Eppure, alla fine di questo incendio doloso tenuto acceso da Erdogan, il Pakistan, la Malaysia e il Bangladesh, e una parte del mondo musulmano, sul nostro territorio nazionale, nessuno di essi subirà conseguenze per tutto ciò che avviene di tragico in nome dell’islam e del profeta.”

 (O) L’Imam propone un’alleanza culturale basata sul rispetto e la libertà, la propone prima di tutto ai suoi correligionari francesi. E’ una proposta realistica? Giustifica una nostra apologia della religione musulmana, sganciata da una ideologia integralista, imperiale e terroristica?

(C) L’Imam conclude così: “I francesi musulmani quale islam vogliono praticare e vivere in Francia? L’islam salafita, della Fratellanza, sufi, repubblicano, rivoluzionario, wahhabita? Queste domande sono assolutamente fondamentali e legittime. La chiara scelta di un islam umano e repubblicano che combatte tutti gli “islam” estremisti risolverà in modo definitivo la pericolosa problematica sulla questione dell’islam in Francia. Se noi non siamo capaci di portare una risposta chiara a questo grande dibattito, allora la soluzione ci verrà imposta con violenza dall’esterno, con conseguenze gravi, drammatiche, irreversibili. È ormai tempo che i poteri pubblici e i nostri rappresentanti ufficiali assimilino questo tema esplosivo.”

(S) Buoni propositi, ma saranno capaci i responsabili politici francesi, legati alla loro laicité, e i musulmani, spesso tentati d’integralismo politico-religioso, di portare a termine un simile dialogo?

(C) Auguriamocelo, ma intanto cominciamo a pensarlo come farlo nostro, smontando la storiella che i terroristi arrivano con i barconi e che buona parte di chi arriva con i barconi sia terrorista. E’ una semplificazione indegna. Fortunatamente in Italia abbiamo una presenza d’immigrati meno complessa e radicalizzata e, da parte nostra, un concetto di laicità e di libertà religiosa più sereno e comprensivo.

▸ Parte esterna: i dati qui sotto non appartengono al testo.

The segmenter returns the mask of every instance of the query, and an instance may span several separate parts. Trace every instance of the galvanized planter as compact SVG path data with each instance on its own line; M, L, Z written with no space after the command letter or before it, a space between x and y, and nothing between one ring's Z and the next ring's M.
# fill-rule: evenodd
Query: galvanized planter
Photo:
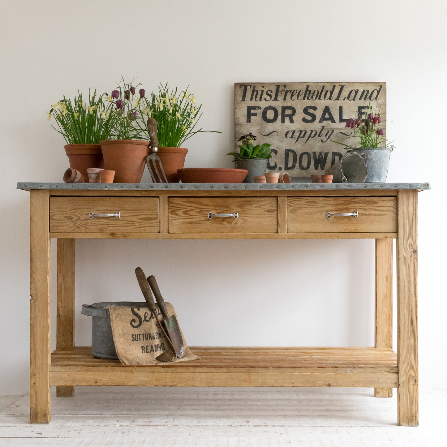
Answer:
M249 160L236 160L237 169L246 169L249 173L244 180L244 183L254 183L255 175L264 175L267 170L266 158L253 158Z
M369 183L385 181L386 180L390 156L393 148L393 146L391 148L360 148L348 149L348 152L366 156L368 176L365 181Z
M98 358L118 360L110 326L109 306L147 308L148 304L136 301L109 301L82 305L81 313L92 317L92 354Z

(S) Speriamo, purché Italia e magari Germania non diventino il ‘ventre molle’ dell’Europa, disposti ad ogni cedimento sulla nostra storia civile e religiosa, pur di salvare la pelle. La Francia tiene più alla sua eredità illuminista che a quella cristiana.

Intanto che conversiamo arriva la solita rivendicazione da parte dell’ISIS dell’attentato di Vienna, che conferma la multiformità del terrorismo di matrice islamica. Ma lasciami avanzare ancora un paio di dubbi: il prolungarsi del Covid distrarrà i governi da questi problemi. Vincere o perdere le elezioni, per tutti, dipenderà molto da come avranno fronteggiato la pandemia e il suo ben più reale terrore.  Infine l’esito delle elezioni americane, che ovviamente non conosciamo mentre discutiamo, martedì pomeriggio (e chissà se lo si saprà con certezza sabato, quando ci leggeranno); io sono convinto, per il mio solito pessimismo, che vincerà Biden e che anche gli USA diventeranno un ventre molle, verso l’Islam e la Cina. Sono convinto che comunque continuerà l’abbandono dell’Europa a se stessa, già iniziato da Trump e che quindi dovremo deciderci se resistere oppure se rinunciare ad ogni compito di equilibrio internazionale e di difesa della civiltà fondata sulla libertà, anche sulla porta di casa, nell’Africa mediterranea e nel Medio Oriente. Senza nemmeno un briciolo di forza, non c’è dialogo che possa andare a buon fine. Non ci crede neppure Onirio il sognatore.

(C) Onestamente non ci credo nemmeno io, benché non preveda né mi auguri la riconferma di Trump. Ma penso soprattutto ad una forza morale, che sappia fare buon uso di ogni altra forza, in qualche caso necessario, come di fronte alla minaccia dell’ISIS, che è intrinsecamente una minaccia militare. Desidero e spero sinceramente che la nostra civiltà, caricata del ‘fardello dell’uomo bianco”, non cada sotto il suo peso e non lo rifiuti, abbandonando il proprio compito storico che rimane unico al mondo, malgrado tutti gli errori.